This is a version of something I said in the #godot contributor chat, my views on #ai or #aislop

I don't want to wave away the various ethical concerns, particularly around using "public" AIs, given that a lot of them are literally powered by gas. But I want to push back against the idea that an AI authored PR would be good if the code was good. It is not.

A thread 1/x

PRs should be donations of someone's time and expertise. Not someone's donation of tokens bought from Anthropic/Google/OpenAI/whomever. *IF* we wanted to AI generate PRs at all (and we do not) then the useful way would be for someone to give use money to use an AI.

What is step 2 after the PR is submitted? I review and then the person "donating tokens" copy/pastes that into their Claude Code session? If I wanted to use Claude Code I'd be 1000x better off just using the tool.

2/x

"I have a PR here, if you have any suggestions just telnet into my Emacs session to make the changes you want."

It's just a lose/lose proposition, there will never be an upside to the project. There's only two possibilities for a substantilly AI generated PR:

1) It is perfect and we merge it as-is.
2) It is garbage and should be closed.

1) rarely happens, especially not today. People who heavily use AI for their PRs do so because they don't (want to) know the engine deeply enough.

3/x

"But humans also make bad PRs" and this is obviously true. But if I spend hours/days helping a human get a PR over the finish line I've taught that person how to do future PRs better.

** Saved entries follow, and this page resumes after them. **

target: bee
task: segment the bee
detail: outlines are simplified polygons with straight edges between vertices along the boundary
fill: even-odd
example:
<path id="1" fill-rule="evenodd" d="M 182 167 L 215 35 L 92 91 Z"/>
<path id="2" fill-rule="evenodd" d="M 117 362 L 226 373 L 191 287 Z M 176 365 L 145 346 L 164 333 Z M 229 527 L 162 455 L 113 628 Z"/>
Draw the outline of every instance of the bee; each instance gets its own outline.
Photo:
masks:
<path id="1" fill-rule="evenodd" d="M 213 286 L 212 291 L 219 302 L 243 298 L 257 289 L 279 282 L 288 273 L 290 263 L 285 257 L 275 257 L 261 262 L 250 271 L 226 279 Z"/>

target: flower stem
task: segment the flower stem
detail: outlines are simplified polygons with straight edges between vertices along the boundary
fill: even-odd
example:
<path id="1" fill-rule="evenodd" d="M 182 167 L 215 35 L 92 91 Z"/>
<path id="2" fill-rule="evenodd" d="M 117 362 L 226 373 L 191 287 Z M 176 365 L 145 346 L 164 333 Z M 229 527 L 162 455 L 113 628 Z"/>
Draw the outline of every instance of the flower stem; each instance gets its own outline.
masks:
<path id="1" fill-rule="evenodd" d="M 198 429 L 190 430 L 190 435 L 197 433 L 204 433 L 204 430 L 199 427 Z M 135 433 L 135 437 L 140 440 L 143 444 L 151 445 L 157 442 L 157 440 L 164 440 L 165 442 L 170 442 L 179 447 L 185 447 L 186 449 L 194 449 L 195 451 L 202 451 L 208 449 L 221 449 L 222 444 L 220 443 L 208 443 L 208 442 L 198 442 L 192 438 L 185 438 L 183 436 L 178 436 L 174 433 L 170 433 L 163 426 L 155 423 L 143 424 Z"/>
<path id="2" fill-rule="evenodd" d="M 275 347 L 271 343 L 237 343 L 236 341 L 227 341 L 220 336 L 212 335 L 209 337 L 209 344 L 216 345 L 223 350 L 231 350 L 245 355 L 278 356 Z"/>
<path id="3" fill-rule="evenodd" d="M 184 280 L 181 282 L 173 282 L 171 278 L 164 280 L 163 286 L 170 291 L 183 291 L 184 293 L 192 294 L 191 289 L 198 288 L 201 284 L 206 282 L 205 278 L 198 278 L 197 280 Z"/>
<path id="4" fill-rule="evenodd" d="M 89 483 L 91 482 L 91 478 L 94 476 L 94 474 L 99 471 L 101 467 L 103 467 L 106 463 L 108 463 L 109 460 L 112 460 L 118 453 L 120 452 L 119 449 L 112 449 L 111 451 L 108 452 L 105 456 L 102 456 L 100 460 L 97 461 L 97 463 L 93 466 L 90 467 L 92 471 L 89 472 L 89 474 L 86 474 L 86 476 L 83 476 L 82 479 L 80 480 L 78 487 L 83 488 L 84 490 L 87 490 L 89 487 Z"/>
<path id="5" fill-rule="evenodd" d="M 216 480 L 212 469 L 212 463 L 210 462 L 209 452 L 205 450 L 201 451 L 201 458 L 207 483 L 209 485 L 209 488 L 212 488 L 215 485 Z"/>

Maybe they never come back, but at a minimum I've taught another human something useful.

If I'm talking to an AI agent, there's a 100% chance that next session every nanosecond I put in reviewing the PR is wasted. The next PR even by the same "author", will have the same issue.

It's not sustainable.

4/4

@hp > there's a 100% chance that next session every nanosecond I put in reviewing the PR is wasted
Ah no, next time it'll add "sorry for the bad PR" and then manage to produce something even worse.
That's how AI works.
@hp Very well put. Thank you for this.